Now I know that an authorized dealer told you this, which I am not .. If you can take a pic of the piston then we (AS folks) could tell you how 'trashed' it is/looks.


----------



## GASoline71 (Apr 9, 2007)

BigAl said:


> So here is some advice from me to you, don't loan out your chain saw!!
> 
> -Al



Yup... sorry you had to learn that the hard way. I am asked a lot by friends if they can borrow my saws. I politely tell them no, but I will gladly come over and cut whatever needs to be cut for them. This way I ensure my saws are taken care of.... by me.

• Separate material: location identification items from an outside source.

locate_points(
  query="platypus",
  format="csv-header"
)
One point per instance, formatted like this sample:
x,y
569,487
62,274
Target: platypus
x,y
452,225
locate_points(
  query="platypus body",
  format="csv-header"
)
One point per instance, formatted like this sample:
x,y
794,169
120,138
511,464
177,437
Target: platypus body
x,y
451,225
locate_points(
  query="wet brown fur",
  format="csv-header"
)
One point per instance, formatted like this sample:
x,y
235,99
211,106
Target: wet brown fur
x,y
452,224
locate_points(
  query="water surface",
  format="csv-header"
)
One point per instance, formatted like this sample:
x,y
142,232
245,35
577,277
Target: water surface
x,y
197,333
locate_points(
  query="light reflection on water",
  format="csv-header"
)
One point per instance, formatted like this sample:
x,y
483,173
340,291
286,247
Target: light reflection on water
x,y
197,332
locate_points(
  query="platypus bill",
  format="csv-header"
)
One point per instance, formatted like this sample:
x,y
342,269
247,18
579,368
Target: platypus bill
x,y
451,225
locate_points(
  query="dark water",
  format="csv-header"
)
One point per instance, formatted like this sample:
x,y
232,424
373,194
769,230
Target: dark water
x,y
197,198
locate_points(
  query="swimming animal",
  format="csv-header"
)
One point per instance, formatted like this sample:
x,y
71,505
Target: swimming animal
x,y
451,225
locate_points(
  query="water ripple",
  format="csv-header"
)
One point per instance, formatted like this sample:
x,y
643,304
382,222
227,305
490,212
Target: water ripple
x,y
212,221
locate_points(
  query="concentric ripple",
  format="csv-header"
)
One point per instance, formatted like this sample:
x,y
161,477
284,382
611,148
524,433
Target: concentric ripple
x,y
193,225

Sorry to hear about your saw. 

Gary


----------



## Highclimber OR (Apr 9, 2007)

Yep, Saws, Hooks, Belt, none of these things should ever be loaned out. These or any combination of these are not cheap and are part of the "Bread and Butter" of any pro's world and can also be devastating to a homeowner. Luckily I was told when I was very young that no one takes care of your stuff like you do. Unfortunately that seems to be the case all too often. Sorry to hear about that, I would at least try to get whoever to at least go halves or bye me a new saw outright. Good luck.


----------



## precaud (Apr 9, 2007)

BigAl said:


> So here is some advice from me to you, don't loan out your chain saw!!
> -Al



Well here's a piece of advice for you - if you're going to come on to this board seeking help and sympathy, give us all the important information up front! You made it all sound like the dealer's fault. Sheesh.


----------



## GASoline71 (Apr 9, 2007)

precaud said:


> Well here's a piece of advice for you - if you're going to come on to this board seeking help and sympathy, give us all the important information up front! You made it all sound like the dealer's fault. Sheesh.



Throttle back a little mang... 

Gary


----------